C'est dans un nouveau voyage que nous entraîne Aude Seigne dans ce roman qui s'interroge aussi sur la possibilité d'un amour pour deux hommes en même temps. le coeur ne serait-il pas un chasseur solitaire?

Quand la narratrice débarque à New York avec Emeric, son compagnon, le couple est déjà riche d'une belle expérience, la traversée de l'Atlantique en paquebot, étape préparatoire à leur grande traversée des Etats-Unis. Journaliste dans un magazine suisse de cinéma, le Star, elle a obtenu un congé sans solde de trois mois mais aussi un mandat pour rassembler du matériel qui servira à une numéro spécial sur le cinéma américain. Ainsi, tout en suivant Emeric, photographe animalier, elle profite du voyage pour rencontrer acteurs et réalisateurs, visiter des lieux emblématiques, réécrire l'histoire du septième art.
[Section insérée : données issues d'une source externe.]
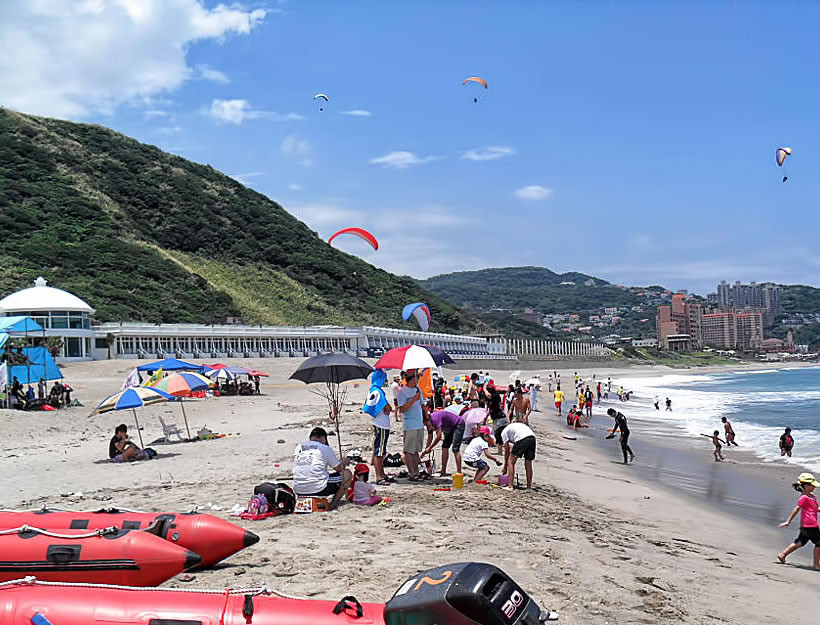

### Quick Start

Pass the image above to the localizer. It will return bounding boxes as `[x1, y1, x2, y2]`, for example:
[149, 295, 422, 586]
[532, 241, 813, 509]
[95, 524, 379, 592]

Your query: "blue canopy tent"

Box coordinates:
[136, 358, 205, 373]
[0, 316, 45, 334]
[9, 346, 62, 385]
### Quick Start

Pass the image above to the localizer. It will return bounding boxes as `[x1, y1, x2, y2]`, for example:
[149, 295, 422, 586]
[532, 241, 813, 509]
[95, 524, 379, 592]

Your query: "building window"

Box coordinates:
[66, 337, 83, 358]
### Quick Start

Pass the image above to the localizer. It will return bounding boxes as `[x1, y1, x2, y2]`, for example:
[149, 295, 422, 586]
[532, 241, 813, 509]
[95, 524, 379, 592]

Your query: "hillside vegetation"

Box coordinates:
[0, 109, 475, 332]
[419, 266, 646, 313]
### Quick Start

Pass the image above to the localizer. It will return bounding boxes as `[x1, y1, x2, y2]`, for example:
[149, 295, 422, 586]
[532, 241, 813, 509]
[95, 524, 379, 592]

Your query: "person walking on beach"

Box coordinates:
[665, 397, 672, 411]
[654, 396, 660, 410]
[701, 430, 725, 461]
[507, 387, 532, 424]
[721, 417, 738, 446]
[584, 386, 593, 418]
[397, 369, 425, 481]
[777, 473, 820, 569]
[606, 408, 634, 464]
[554, 386, 565, 416]
[780, 427, 795, 457]
[596, 381, 602, 404]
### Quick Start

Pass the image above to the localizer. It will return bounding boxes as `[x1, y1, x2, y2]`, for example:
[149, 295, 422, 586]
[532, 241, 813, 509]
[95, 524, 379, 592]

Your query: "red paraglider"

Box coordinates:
[328, 228, 379, 251]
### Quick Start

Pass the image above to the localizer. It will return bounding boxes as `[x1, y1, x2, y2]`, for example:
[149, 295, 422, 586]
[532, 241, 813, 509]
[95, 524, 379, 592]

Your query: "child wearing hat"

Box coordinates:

Mais dès les premiers pas dans la Grande pomme, elle se heurte à une réalité nourrie par la fiction. La ville qu'elle parcourt est-elle celle que son imaginaire a construit à partir des films et des séries ou bien faut-il tenter de se débarrasser de ces images pour découvrir le «vrai» New York? Une interrogation qui va servir en quelque sorte de fil rouge tout au long des étapes du voyage, des Appalaches à la Californie, en passant par les grands parcs nationaux, Chicago et le Nouveau-Mexique. Chaque étape, y compris les motels où l'on s'arrête pour une nuit ou encore le match de baseball auquel on ne comprend rien des règles, confronte fiction et réalité, images fantasmées et réalité intrinsèque.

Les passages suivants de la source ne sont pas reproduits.